In preparation, trial judge Paul Oetken said prospective jurors will be asked whether they have strong beliefs about the ex-mayor and the ex-president and whether those feelings would hamper their ability to fairly judge the case.
The defense asked for this query. Whatever the trial strategy, we have reached a point where a defendant’s ties to Trump and Giuliani could tilt a juror of his peers against him. Under ordinary circumstances, framed grip-and-grin photos taken with powerful figures not on trial would enhance a small-business man's prestige, or lend him social legitimacy.
Not in this instance.
The situation looks dire on several levels for a former mayor whose state law license is suspended. He once built his fame as U.S. attorney in the same domain where he's now under investigation. As a newsmaker, he no longer makes news on his own terms.
Between him and Trump, the Brooklyn-born Giuliani, raised in Garden City, will always make the more interesting subject of New York biography. He is both self-made and self-unmade.
At 75, Trump still holds inherited wealth, while his political entities keep hitting up the flock for donations. He pretty much does what he's always done.
At 77, Giuliani gives every sign of being genuinely broke while facing a high-stakes lawsuit over his famously preposterous election lies in court. He's had his apartment raided by the FBI, with results still to be revealed by prosecutors. And in public, friends appeal to Trump to pay Giuliani for the failed and ridiculed efforts on his behalf.
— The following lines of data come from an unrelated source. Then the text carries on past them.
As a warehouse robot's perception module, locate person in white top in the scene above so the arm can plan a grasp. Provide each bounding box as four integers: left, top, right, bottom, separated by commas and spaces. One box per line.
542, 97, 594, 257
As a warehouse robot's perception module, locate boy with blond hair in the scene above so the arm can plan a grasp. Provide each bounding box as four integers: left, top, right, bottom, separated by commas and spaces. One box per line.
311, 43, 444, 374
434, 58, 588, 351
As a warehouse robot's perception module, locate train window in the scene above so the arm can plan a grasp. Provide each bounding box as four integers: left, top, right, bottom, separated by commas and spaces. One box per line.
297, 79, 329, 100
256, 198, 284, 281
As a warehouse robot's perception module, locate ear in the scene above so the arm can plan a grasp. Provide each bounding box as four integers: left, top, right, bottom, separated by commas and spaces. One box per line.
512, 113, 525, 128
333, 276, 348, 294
What has gone largely unnoted for decades is Giuliani's eager subordination to more powerful men.
In 2008, as his own campaign for president crashed and burned early in the primary process, Giuliani quickly embraced GOP nominee John McCain. Four years earlier, Giuliani practically fell over himself at the Republican convention in New York City, conferring hero status on President George W. Bush.
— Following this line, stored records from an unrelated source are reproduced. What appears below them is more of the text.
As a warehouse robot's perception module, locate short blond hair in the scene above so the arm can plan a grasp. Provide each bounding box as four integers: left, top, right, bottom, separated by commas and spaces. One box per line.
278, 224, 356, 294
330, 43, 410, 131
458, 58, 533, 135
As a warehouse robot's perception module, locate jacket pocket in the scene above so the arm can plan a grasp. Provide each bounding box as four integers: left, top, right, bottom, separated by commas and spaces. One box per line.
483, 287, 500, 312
And yet when Trump demeaned and degraded both the ex-president and the ex-senator of his adopted party, Giuliani could not manage a word to contradict his current idol in defense of his former ones. Instead, Giuliani with gusto propped up falsehoods about Trump’s political enemies, usurped State Department policies in Ukraine, and on Jan. 6, railed at the infamous Capitol rally about "trial by combat."
What's to become of the man? His self-humiliations are growing ever more painful to watch.
Barely a month after 9/11, Queen Elizabeth II named Giuliani Knight Commander of the Most Excellent Order of the British Empire for his "outstanding help and support to the bereaved British families in New York."
Last month, he stood at the podium of an annual 9/11 dinner and did a bizarre impression of the elderly and popular monarch. He gave a twisted account of his long-ago honor by suggesting he didn't even accept it, raising new speculation about the mental causes of his erratic and graceless public conduct.
All this can only hinder his son Andrew in his GOP bid for governor next year. One wonders how hard anyone who cares about the elder Giuliani has tried of late to intervene and end the unraveling.
Even privately, nobody from his old circle offers a hint of who might help.
Columnist Dan Janison's opinions are his own.